Fonte da imagem: Christopher Gower / unsplash.com
«Nos últimos meses, ferramentas de IA têm sido utilizadas por hackers de quase todos os tipos: cibercriminosos, espiões, pesquisadores e especialistas em segurança corporativa. Grandes modelos de linguagem como [o que está por trás] do ChatGPT ainda cometem erros. Mas eles se tornaram surpreendentemente bons em processar consultas de linguagem e traduzir linguagem simples para código de computador, além de reconhecer e resumir documentos”, diz o artigo da publicação. O Google está usando IA para encontrar vulnerabilidades, a empresa de segurança cibernética CrowdStrike ajuda aqueles que descobrem que foram hackeados e a startup Xbow desenvolveu uma IA que subiu ao topo do ranking HackerOne nos EUA.
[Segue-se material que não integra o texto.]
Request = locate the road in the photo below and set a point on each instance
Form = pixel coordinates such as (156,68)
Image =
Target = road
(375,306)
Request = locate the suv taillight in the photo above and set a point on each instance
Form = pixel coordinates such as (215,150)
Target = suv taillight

A CrowdStrike descobriu uma campanha inteira na qual agentes do governo norte-coreano usaram IA generativa para criar candidaturas a empregos, criar e manter contas em redes sociais e publicar outros materiais que foram usados para enganar empresas de tecnologia ocidentais que contrataram os impostores. Uma vez contratados, os agentes norte-coreanos usaram IA para se comunicar com colegas de trabalho, escrever códigos e criar a aparência de uma vida normal para receber seus salários.
Ferramentas modernas de IA provaram ser úteis ao trabalhar com documentos, mas é muito cedo para falar sobre o início da era do hacking com IA – ela é mais um meio de aumentar a eficiência do que uma substituição para humanos. Como explicou Heather Adkins, vice-presidente de segurança técnica do Google, ela ainda não “viu ninguém descobrir algo novo” com a ajuda da IA – ela “apenas faz o que já sabemos fazer”. O desenvolvedor líder do projeto de código aberto cURL, Daniel Stenberg, falou sobre o grande desconforto causado pela presença generalizada da IA – ele foi inundado com uma enxurrada de alertas falsos da IA sobre supostas vulnerabilidades encontradas no programa. No início de julho, ele calculou que apenas 5% dos relatórios de vulnerabilidade recebidos desde o início de 2025 eram verdadeiros, mas ele precisava verificar cada um deles.